Cookie that was a great range. Almost perfect for a state championship. I know it was out of your hands just wish it could have went faster. It was after 10:00 before I got home. Wene it take's over 5 hours to shoot that is to much. I hope that they have this shoot with your club next year. There is no better place in the state for a state championship shoot.


----------



## Barn Burner2 (May 25, 2011)

I thought the range was great. Very well set. It was a nice mix off distances and no small targets at 44 yards and things like that. I drove 3 hours to get there and would do it again for the same course. This was my first state shoot outside of Indiana and I have to say that this was put together so well compared to what I have shot in the past.


----------



## asa_low12 (Mar 15, 2008)

Bowdigger said:


> Cookie that was a great range. Almost perfect for a state championship. I know it was out of your hands just wish it could have went faster. It was after 10:00 before I got home. Wene it take's over 5 hours to shoot that is to much. I hope that they have this shoot with your club next year. There is no better place in the state for a state championship shoot.


I agree. Venue is central and can't get any better. I wasn't there Sunday but 20 targets would probably be better in late July. Shoot was top notch though.


----------



## LadyCamo (Jul 14, 2009)

Does anyone have the scores for OKLAHOMA STATE TOURNAMENT?


----------



## Daniel Boone (May 31, 2002)

LadyCamo said:


> Does anyone have the scores for OKLAHOMA STATE TOURNAMENT?


Scores can be found here. We post are info in the regional shoots section where the tournament is listed.


http://www.trosperarchery.com/index.php?page=modules/pages/index&id=15


----------



## Cookiearcher (Apr 19, 2010)

Thanks for all the postive comments. I was trying to get ideas for regular club shoots on how to set the range to help get numbers up. All club shoots are 20 targets with one bonus target.
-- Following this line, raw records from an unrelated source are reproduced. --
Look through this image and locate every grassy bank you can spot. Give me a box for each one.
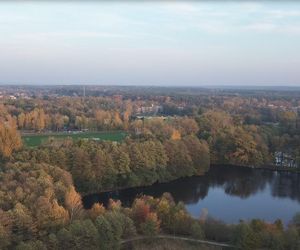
[22,131,126,147]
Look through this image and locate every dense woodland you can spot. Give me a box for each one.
[0,87,300,249]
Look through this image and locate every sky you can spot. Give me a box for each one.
[0,1,300,86]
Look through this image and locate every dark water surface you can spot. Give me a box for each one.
[83,166,300,224]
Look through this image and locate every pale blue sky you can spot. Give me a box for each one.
[0,1,300,86]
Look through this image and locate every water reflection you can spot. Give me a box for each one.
[83,166,300,222]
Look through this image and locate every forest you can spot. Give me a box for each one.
[0,87,300,250]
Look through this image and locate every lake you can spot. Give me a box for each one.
[83,166,300,224]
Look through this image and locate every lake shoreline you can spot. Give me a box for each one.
[80,164,300,197]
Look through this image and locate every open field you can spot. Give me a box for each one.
[22,131,126,147]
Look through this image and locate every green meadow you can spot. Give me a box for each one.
[22,131,126,147]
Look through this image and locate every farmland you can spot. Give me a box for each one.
[22,131,126,147]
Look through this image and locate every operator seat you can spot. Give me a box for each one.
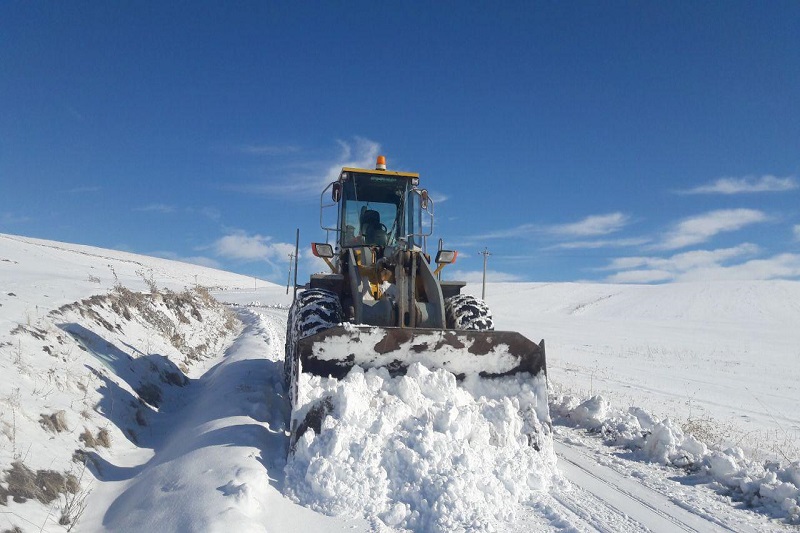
[361,209,389,246]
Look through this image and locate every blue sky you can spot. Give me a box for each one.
[0,2,800,283]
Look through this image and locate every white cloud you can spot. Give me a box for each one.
[654,209,768,250]
[546,237,650,250]
[602,243,780,283]
[678,254,800,281]
[473,212,630,240]
[68,185,103,194]
[212,232,294,264]
[476,224,540,242]
[223,137,380,197]
[442,268,524,283]
[133,204,176,214]
[236,144,300,155]
[678,175,800,194]
[546,213,630,237]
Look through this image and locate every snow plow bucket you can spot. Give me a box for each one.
[298,324,546,380]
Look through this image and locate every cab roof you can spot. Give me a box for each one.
[340,167,419,178]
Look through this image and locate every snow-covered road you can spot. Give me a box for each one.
[0,236,800,533]
[220,300,780,532]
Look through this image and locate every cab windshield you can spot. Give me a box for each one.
[341,173,409,247]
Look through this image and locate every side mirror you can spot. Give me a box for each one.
[311,242,333,259]
[436,250,458,265]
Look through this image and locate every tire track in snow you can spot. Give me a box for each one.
[552,438,756,532]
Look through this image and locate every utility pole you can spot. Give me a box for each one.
[286,252,294,294]
[481,248,492,300]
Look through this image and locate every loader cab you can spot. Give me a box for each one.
[333,168,430,249]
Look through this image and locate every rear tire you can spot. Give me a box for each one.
[444,294,494,331]
[283,289,342,407]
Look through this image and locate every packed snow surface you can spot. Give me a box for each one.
[0,235,800,533]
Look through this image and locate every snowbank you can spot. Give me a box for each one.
[286,364,556,531]
[550,395,800,524]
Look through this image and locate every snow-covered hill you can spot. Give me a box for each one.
[0,235,800,531]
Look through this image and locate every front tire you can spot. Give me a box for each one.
[444,294,494,331]
[283,289,342,407]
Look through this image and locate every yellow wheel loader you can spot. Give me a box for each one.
[284,156,550,444]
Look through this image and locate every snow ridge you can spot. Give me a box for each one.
[286,364,557,531]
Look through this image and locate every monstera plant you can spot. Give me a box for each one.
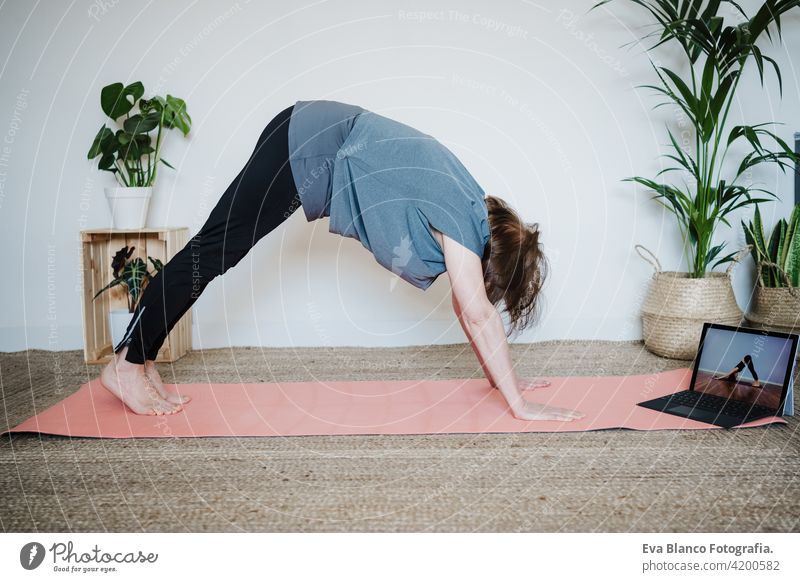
[88,81,192,228]
[594,0,800,278]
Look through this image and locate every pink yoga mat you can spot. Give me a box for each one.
[4,369,785,438]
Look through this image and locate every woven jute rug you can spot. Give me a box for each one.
[0,341,800,532]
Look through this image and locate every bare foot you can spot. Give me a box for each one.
[100,347,181,415]
[144,360,191,404]
[495,378,551,390]
[517,378,550,390]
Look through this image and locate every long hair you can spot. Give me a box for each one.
[483,196,548,335]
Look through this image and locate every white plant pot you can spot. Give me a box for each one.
[105,187,153,229]
[108,309,133,347]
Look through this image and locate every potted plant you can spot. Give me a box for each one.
[742,204,800,332]
[594,0,800,358]
[88,81,192,229]
[92,246,164,346]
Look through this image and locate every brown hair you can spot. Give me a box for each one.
[483,196,548,335]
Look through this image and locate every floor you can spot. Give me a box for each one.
[0,341,800,532]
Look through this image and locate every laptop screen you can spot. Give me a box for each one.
[692,325,797,411]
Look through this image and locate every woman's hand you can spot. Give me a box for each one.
[517,378,550,390]
[511,398,586,421]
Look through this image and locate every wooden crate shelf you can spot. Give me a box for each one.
[80,227,192,364]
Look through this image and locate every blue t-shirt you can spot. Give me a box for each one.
[289,101,490,289]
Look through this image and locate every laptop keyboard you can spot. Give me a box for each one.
[666,390,775,417]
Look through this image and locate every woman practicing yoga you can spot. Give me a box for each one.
[101,101,583,420]
[714,354,761,388]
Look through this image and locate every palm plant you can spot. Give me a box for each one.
[593,0,800,278]
[742,204,800,287]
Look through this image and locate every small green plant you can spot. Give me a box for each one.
[742,204,800,287]
[594,0,800,278]
[92,246,164,313]
[88,81,192,187]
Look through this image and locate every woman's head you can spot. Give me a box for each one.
[483,196,547,334]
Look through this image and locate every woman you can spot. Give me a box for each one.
[714,354,761,388]
[101,101,583,420]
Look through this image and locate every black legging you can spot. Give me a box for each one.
[119,102,300,364]
[733,354,758,382]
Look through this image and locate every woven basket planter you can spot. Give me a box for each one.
[747,263,800,333]
[636,245,750,360]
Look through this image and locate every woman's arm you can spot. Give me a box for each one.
[442,235,583,420]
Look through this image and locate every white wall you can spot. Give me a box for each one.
[0,0,800,350]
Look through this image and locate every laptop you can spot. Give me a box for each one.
[638,323,798,428]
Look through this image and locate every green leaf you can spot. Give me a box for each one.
[100,81,144,120]
[122,111,161,135]
[88,124,116,160]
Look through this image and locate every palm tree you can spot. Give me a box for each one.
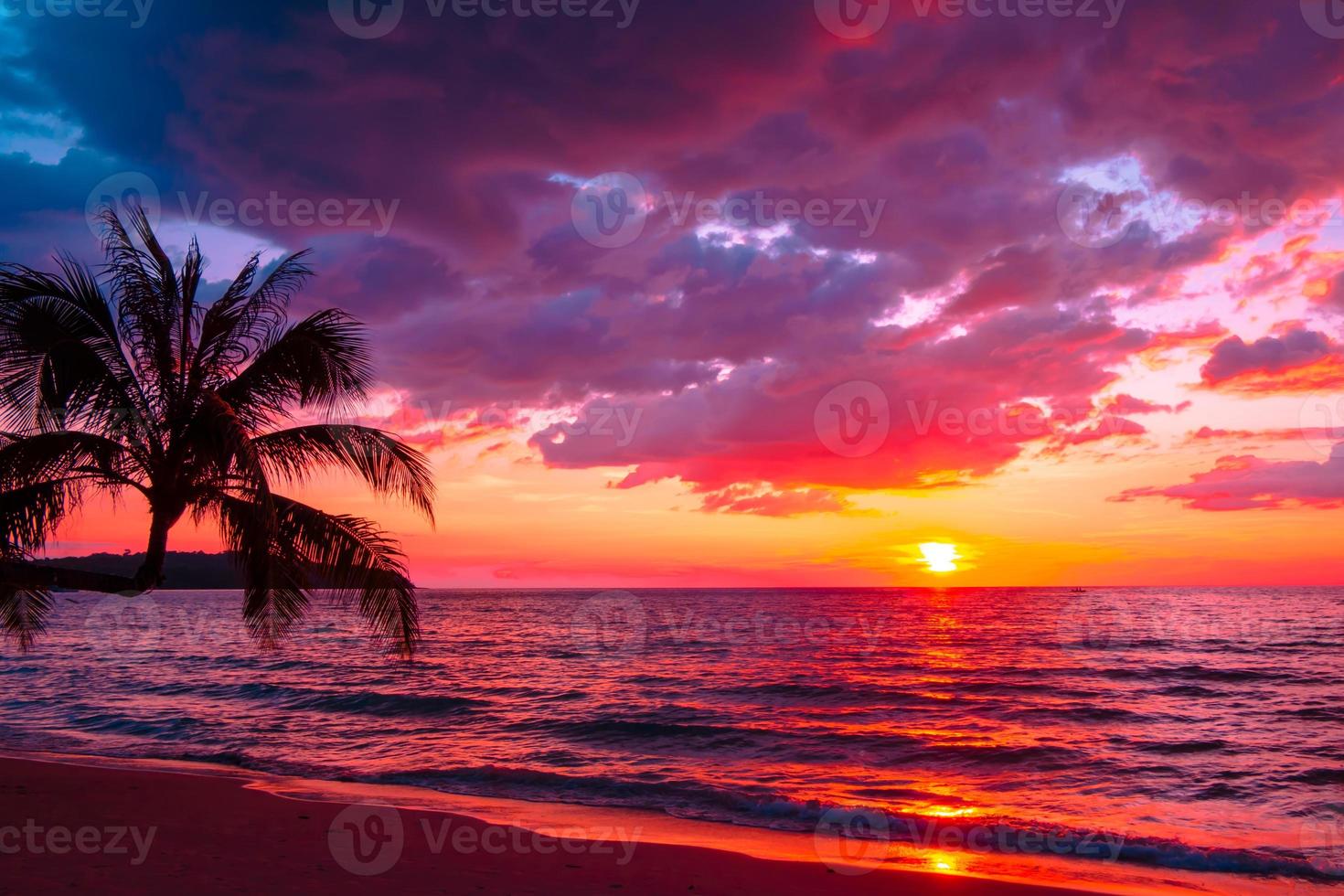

So I didn't like the idea of setting nine more either. I will try to set club shoots comprable to that range as long as everybody was happy with it. The main good thing that come out of this is central is now a all mckenzie club.


----------



## Wrench22 (Dec 9, 2010)

that bowshoot in LA,west monroe was alsome i got 9th in the country


----------



## Wrench22 (Dec 9, 2010)

i got a hoyt ruckuss and its a good hunting bow and i killed a MONSTER ELK!!! 


ps. i did a good gob at the last bowshoot


----------